We have few cloud machines to do deep learning training. Each node is a physical machine with 8 V100 cards. We deployed OpenPAI on it. I test pytorch framework on openpai, which is much slower than I expect. After the investigation, I find out the bottleneck is about the pinned memory usage during training process.
As you may know, the DataLoader class in pytorch has a parameter pin_memory which defines whether using pin memory to accelerate tensor transfer between host memory and device memory. However, setting pin_memory to True , the training speed is dramatically 10x slower than False . I also try the same docker image with same code on the same machine, by ssh logging in. I use nv-docker run the image and test the code. The training speed with False option is equivalent to the same False option launching by openpai. The speed with True option is a bit faster than False option as expected.

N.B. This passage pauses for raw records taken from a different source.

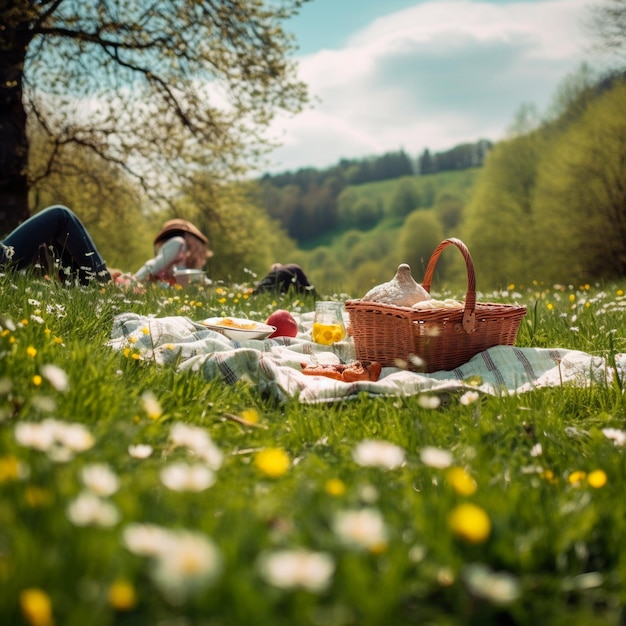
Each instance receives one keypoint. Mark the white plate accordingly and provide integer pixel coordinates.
(187, 276)
(239, 328)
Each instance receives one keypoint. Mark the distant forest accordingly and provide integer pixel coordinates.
(305, 202)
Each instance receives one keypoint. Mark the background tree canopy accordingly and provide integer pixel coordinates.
(161, 89)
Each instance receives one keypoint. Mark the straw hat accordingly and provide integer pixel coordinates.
(176, 226)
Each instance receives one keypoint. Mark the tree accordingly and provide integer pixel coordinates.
(608, 25)
(162, 89)
(405, 199)
(581, 197)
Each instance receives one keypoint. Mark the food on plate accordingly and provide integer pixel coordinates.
(348, 373)
(227, 321)
(401, 290)
(286, 325)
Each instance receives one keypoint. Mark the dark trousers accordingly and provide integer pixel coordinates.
(54, 235)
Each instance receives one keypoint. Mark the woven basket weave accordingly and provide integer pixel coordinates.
(441, 338)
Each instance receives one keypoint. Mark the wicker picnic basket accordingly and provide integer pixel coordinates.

The only difference between the test, is the docker launching parameters. I checked the log of openpai job. The openpai seems not using nv docker. It launched the docker with
docker run --runtime=runc --device=/dev/nvidiactl --device=/dev/nvidia-uvm --device=/dev/nvidia0 --device=/dev/fuse ... . While I ran the docker on machine with
docker run --runtime=nvidia ... . I wonder if the docker run parameter difference results in the bad behavior of pinned memory.
I also post an issue under openpai github page. At here I want to focus my question about docker. We have docker 18.09.6 build 481bc77 installed on node. What’s the difference between two launching methods mentioned above? Is there any chance, our specific version docker engine has a defect about this feature?
Any advice would be appreciated. Thanks.